Hoy no es posible justificar a los regímenes
autoritarios con fundamento en el “relativismo cultural y ético”, esa operación
ideológica que consiste en “legitimar” el autoritarismo como supuesta expresión
del sistema de creencias y representaciones colectivas de un determinado pueblo,
de sus prácticas y costumbres políticas
y sociales, o en la necesidad histórica ligada a un pretendido proceso
revolucionario, a una etapa de transición (dictadura del proletariado) antes
del advenimiento de la “sociedad perfecta” (la sociedad comunista).
El respeto a los derechos humanos y las
libertades fundamentales, elementos fundamentales de la democracia
representativa, al igual que la celebración de elecciones periódicas, libres,
justas y basadas en el sufragio universal y secreto (expresión de la soberanía
del pueblo: legitimidad democrática de origen), el sistema plural de partidos y
organizaciones políticas, la separación e independencia de los poderes
públicos, requisito esencial de la organización del Estado democrático; en fin,
el acceso al poder y su ejercicio con
sujeción a los principios y valores del Estado de Derecho, son los postulados
de un modelo de organización de la vida colectiva, de un régimen político, de
gobierno y de Estado que implica el rotundo y terminante rechazo al modelo contrario
fundado, precisamente, en la negación de tales postulados: el régimen
autoritario en sus diversas modalidades (dictaduras, totalitarismos).
Sin
embargo, la sola formalización constitucional de los principios y
procedimientos de la democracia representativa y del Estado de Derecho, no es
suficiente para asegurar la vigencia de los derechos humanos. El principio de
la mayoría en la democracia representativa no garantiza, por si solo, el
respeto a los valores y principios de la democracia sustancial, pues esa
mayoría podría desde la institución parlamentaria sancionar leyes contrarias a
esos principios y valores; leyes que autoricen al poder gubernamental la
violación a los derechos humanos; leyes “formalmente” democráticas, pero
lesivas a la dignidad humana y sus derechos consustanciales (la dictadura
legal).
De modo que la mayoría debe ser
limitada en su proceder por exigencias axiológicas que no pueda desconocer, so
riesgo de deslegitimizarse a la luz de los valores en que consisten los derechos
humanos. Exigencias, además, que no puedan alterarse, ni suprimirse, al no
estar previstas en instrumentos legislativos modificables por la mayoría, sino
en la Constitución política, y más aún, en instrumentos jurídicos
internacionales de valor supraestatal y supranacional.

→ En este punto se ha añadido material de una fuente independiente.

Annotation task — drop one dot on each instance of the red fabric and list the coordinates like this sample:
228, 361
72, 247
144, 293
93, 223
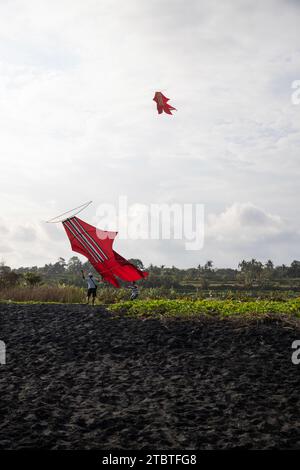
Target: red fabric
162, 103
96, 245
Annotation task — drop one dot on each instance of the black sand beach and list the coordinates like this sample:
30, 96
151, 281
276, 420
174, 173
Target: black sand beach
78, 378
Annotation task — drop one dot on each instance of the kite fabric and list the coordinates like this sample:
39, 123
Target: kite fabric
162, 103
96, 245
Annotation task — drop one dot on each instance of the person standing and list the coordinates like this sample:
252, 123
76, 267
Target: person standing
91, 287
134, 291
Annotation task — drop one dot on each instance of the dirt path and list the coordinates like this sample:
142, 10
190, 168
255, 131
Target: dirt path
77, 378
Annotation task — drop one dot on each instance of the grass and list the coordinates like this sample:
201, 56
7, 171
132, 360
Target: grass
155, 302
193, 308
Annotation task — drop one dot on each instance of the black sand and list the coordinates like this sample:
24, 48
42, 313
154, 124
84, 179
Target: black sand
76, 378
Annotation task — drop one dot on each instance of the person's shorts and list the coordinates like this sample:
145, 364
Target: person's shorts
134, 296
92, 292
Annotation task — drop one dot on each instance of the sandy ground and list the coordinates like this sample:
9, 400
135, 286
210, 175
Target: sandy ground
78, 378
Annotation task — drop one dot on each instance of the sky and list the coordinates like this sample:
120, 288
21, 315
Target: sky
77, 123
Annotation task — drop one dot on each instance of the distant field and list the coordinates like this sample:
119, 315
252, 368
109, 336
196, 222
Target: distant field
109, 295
192, 308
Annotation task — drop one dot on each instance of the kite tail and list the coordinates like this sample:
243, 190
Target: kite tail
107, 275
127, 271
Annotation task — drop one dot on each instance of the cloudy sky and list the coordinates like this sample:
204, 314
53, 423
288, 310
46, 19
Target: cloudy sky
77, 122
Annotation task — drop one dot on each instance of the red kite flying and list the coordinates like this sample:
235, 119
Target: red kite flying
162, 103
96, 245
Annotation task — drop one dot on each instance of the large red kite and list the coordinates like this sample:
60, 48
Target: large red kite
162, 103
96, 245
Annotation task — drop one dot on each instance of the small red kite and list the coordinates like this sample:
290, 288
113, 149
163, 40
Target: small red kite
162, 103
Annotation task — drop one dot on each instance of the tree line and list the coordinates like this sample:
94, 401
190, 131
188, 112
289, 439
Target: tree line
249, 273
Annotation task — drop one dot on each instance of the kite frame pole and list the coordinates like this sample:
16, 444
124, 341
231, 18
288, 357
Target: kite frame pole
79, 209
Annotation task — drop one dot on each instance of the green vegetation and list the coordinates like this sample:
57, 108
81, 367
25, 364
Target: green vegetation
188, 308
62, 282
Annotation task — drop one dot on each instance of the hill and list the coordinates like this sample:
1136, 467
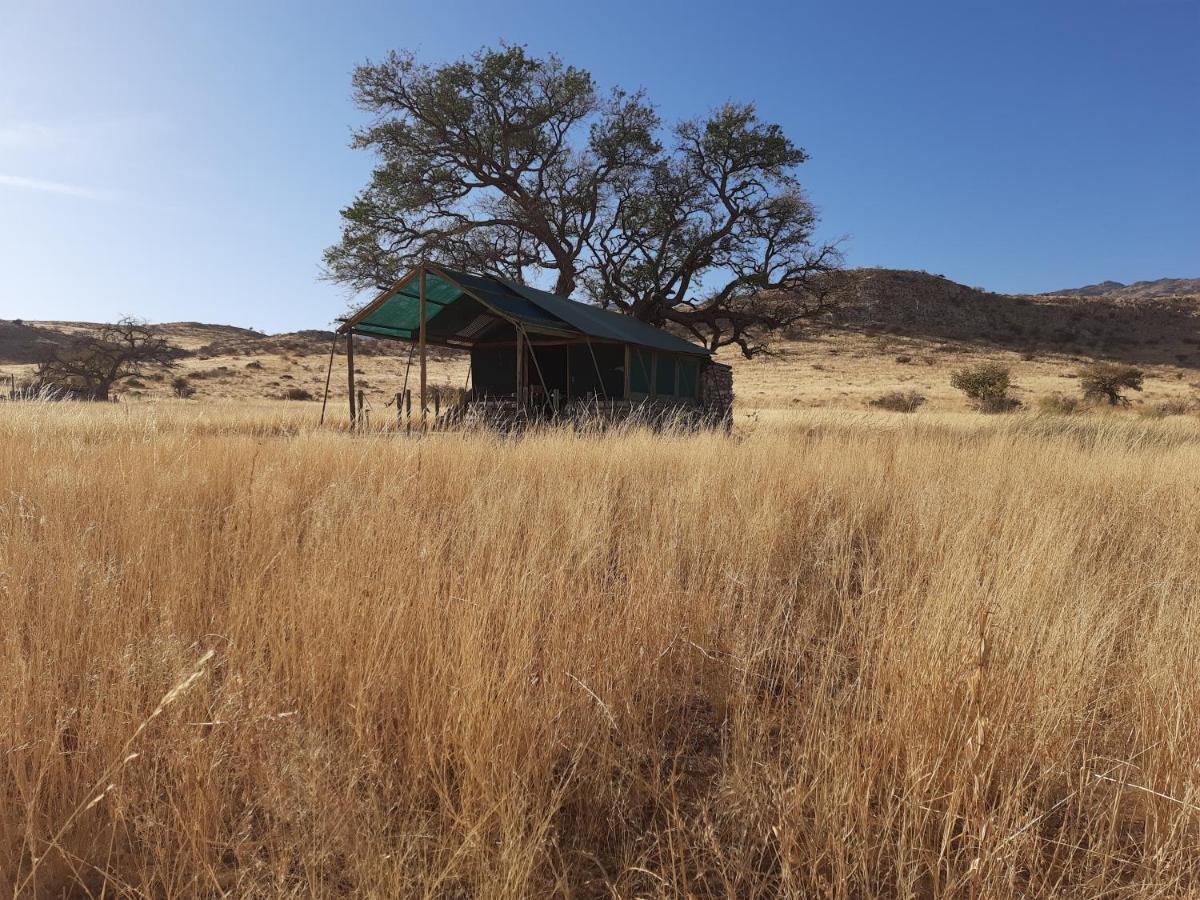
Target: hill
895, 330
1159, 330
1138, 291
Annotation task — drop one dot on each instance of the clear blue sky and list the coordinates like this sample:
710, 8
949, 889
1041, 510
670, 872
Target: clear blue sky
187, 160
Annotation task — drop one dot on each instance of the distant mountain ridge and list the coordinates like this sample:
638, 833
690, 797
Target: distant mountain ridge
1138, 291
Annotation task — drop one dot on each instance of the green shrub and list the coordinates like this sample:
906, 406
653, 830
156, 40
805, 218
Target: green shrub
183, 387
899, 401
1108, 381
1059, 405
987, 388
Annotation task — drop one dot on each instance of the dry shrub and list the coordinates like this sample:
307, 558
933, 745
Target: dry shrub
1176, 406
1059, 405
798, 664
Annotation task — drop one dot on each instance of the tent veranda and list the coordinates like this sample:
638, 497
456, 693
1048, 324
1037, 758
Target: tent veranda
526, 343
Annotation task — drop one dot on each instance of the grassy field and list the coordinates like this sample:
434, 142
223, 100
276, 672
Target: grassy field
840, 654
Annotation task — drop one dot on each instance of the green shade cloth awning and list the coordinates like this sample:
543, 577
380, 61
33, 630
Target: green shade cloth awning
461, 307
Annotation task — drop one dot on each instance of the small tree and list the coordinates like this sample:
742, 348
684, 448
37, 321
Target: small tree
987, 387
1108, 381
183, 387
90, 365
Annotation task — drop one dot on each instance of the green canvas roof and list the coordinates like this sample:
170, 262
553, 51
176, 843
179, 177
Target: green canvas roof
454, 313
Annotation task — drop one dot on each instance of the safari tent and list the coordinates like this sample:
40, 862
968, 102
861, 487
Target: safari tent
538, 354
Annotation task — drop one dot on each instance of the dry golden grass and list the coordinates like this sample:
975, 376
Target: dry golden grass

Obviamente, para que esos valores y
principios superiores que conforman el sustrato axiológico de la democracia
representativa y del Estado de Derecho sean efectivamente protegidos de una
mayoría circunstancial que viole o pretenda violar tal imperativo
ético-político-jurídico, es indispensable la existencia de un poder judicial
autónomo, independiente e imparcial, en particular un tribunal supremo que vele
por el respeto y tutela de esa axiología superior.

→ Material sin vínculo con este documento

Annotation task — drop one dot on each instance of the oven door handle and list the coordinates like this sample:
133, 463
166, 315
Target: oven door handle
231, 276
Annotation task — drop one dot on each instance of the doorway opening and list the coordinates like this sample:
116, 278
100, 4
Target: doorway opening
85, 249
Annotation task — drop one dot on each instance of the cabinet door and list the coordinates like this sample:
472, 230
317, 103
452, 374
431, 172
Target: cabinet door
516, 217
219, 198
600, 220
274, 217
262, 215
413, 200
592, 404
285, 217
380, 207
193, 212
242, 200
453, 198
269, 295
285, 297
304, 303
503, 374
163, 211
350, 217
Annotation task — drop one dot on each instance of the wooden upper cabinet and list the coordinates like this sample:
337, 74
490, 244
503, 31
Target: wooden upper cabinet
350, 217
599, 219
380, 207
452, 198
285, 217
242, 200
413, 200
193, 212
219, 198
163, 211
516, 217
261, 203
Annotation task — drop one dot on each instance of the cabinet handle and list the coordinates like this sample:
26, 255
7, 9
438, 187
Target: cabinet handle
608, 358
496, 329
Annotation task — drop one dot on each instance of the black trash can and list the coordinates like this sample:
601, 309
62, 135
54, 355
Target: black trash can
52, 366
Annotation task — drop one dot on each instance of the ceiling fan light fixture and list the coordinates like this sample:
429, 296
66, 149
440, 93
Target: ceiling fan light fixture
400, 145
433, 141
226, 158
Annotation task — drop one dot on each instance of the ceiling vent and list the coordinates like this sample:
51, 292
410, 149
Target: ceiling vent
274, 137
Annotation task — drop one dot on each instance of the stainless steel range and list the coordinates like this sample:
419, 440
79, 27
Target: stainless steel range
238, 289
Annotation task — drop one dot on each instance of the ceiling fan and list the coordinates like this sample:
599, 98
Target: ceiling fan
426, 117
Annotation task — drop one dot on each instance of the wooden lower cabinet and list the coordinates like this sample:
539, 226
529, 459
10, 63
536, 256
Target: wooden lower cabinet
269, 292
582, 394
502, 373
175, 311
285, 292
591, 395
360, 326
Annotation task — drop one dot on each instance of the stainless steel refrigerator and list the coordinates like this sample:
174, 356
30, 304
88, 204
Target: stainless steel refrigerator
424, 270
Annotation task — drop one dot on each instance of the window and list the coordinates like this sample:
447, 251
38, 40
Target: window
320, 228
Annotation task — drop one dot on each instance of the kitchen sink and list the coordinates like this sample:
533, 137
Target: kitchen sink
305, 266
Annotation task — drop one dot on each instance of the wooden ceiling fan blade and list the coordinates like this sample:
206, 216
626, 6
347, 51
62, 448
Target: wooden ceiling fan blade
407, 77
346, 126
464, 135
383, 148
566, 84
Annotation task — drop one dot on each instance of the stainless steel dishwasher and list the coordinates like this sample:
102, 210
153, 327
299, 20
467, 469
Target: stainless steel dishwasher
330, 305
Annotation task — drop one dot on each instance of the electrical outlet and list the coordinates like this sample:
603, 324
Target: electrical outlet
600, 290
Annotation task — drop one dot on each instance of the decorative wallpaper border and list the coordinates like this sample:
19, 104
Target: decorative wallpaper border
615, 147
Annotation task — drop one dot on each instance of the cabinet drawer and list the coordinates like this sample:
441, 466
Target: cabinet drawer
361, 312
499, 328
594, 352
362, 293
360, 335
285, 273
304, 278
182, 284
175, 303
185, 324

Pero, si ese tribunal, en lugar de
realizar esa función de tutela se pliega a los intereses y voluntad del poder
del gobernante de turno, peligrarán, sin duda, las bases axiológicas de la
democracia representativa y del Estado de Derecho. En situación semejante (caso
Venezuela), la parte de la sociedad no afecta al régimen político y de gobierno
se hallará en estado de absoluta
indefensión institucional, y en la práctica será cuesta arriba calificar a ese
régimen de democrático, aunque en su origen hubiere sido el resultado de elecciones
relativamente libres. Ni siquiera el
apoyo de una parte del pueblo es susceptible de legitimarlo.
Esa es la implacable consecuencia de
la Doctrina de los Derechos Humanos a la hora de juzgar las relaciones de poder
de las sociedades nacionales cuyos
Estados han suscrito las declaraciones, convenios, pactos y tratados
internacionales en tan crucial y trascendente temática (caso Venezuela).